Ich habe ohne Verstärker 250 Meter und mehr hinbekommen !

schaut doch mal unter http://www.sascha-lagarden.de


Gruß Sascha


----------



## TestsiegerNRW (11. Januar 2010)

*AW: Umbau Smartcast*



FFV219 schrieb:


> Moin,
> 
> wie alle diese Spielereien, laufen diese >Teile auf 433,92 Mhz. Ebenfalls Garagentoröffner, Funk-Kameras, Babyphone. Das rumexperimentieren ist sicher keine Spielerei ! Auch lizensierte Amateurfunker dürfen die Sendeleistung von 10Mw nicht überschreiten, ansonsten droht Ärger. Alle in Deutschland angebotenen 100mw Versionen sind und bleiben verboten !
> 
> ...



Hallo Sascha,ist deine Seite nicht mehr Aktuell?

Habe versucht mal deinen Umbau etwas näher unter die Lupe zu nehmen,aber da sieht man nicht viel.

Wollte auch auf den Empfänger eine Längere Gummiantenne anbringen und vom Geber das Kabel verlängern.

Dann die ganze Sache auf ein Stativ damit es ca. 1,50 höher liegt über dem Wasser,
das müsste auch wieder ein paar Meter machen!

Mich würde mal Interessieren wie du es hin bekommen hast!

Schöne Grüße aus Kempen am Niederrhein!

Gruß Dirk#h


----------



## TestsiegerNRW (26. Januar 2010)

*AW: Umbau Smartcast*



Christopherus schrieb:


> Hallo!
> Ich habe mir auch lange Gedanken über diese Verstärker gemacht. Nun ja, dass mit der Regulierungsbehörde stimmt. Aber es gibt auch andere Möglichkeiten. Ich habe mir das Gerät umbauen lassen und habe jetzt eine Reichweite von mehr als 120 Metern. War ein Angebot bei Ebay.

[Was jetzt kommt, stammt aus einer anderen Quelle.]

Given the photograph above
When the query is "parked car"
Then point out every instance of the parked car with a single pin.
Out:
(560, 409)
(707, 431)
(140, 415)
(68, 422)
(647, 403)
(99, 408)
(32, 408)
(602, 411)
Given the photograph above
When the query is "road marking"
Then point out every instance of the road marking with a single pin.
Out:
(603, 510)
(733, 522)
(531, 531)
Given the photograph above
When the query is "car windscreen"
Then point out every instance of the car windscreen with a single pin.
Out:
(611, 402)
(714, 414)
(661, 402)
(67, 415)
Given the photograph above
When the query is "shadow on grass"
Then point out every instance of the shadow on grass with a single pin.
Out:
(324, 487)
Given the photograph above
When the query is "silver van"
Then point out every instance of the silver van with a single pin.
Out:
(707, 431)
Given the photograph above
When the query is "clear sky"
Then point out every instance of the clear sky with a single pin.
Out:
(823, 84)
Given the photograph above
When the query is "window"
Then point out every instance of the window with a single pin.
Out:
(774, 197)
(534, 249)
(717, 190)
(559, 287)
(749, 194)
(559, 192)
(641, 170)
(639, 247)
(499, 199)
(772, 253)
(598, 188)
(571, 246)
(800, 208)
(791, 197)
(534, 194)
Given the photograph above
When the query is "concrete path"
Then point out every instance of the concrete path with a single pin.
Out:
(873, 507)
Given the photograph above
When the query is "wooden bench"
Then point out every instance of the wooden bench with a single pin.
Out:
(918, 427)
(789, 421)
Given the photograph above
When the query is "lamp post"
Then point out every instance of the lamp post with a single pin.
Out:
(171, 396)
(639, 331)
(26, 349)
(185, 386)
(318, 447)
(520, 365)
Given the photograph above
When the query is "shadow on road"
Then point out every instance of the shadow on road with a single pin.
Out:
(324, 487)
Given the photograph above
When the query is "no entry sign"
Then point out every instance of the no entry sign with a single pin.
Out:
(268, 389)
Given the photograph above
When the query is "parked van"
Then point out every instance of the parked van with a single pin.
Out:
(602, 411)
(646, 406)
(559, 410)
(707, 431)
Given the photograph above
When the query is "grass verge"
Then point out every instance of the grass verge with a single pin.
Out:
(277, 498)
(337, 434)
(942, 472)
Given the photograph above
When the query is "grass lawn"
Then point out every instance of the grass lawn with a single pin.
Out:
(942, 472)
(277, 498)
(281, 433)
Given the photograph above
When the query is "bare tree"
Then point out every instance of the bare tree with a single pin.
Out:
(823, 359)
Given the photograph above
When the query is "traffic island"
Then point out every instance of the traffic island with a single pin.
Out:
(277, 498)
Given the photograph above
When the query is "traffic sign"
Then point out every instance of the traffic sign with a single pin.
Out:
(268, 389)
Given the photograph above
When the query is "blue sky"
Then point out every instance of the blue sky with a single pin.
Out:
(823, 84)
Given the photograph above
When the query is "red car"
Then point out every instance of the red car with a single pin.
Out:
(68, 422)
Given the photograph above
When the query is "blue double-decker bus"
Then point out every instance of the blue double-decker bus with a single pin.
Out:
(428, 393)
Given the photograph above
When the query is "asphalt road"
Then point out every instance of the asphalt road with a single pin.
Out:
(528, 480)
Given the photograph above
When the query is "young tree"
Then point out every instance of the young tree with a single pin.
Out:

Wen es interesiert, schreibt mir ne Mail.
> Gruss
> Christopherus



Hallo.
Also der Funkamateur darf nur auf seinen zugewiesenen Frequenzen senden!

Sonst würden ja wenn er seine Taste am Funkgerät drückt beim Nachbarn die Garagentore aufgehen oder die Baustellen Ampeln durchdrehen. z.B. !!!! #q

Wieso geht ihr nicht hin und macht die Sache mit dem verlängerten Draht ( Antenne),

wenn Ihr das Ei schon auf habt,dann lötet doch an der Batterie und der Antenne ein Kabel an was ihr in einem kleinen Gehäuse unter bringt.

Dann könnt Ihr dort die Batterie wechseln und einen Antennenfuß anlöten.

Ebenso macht Ihr den Empfänger auf und lötet einen Antennenfuß dort an den Ihr oben am Gehäuse einbaut.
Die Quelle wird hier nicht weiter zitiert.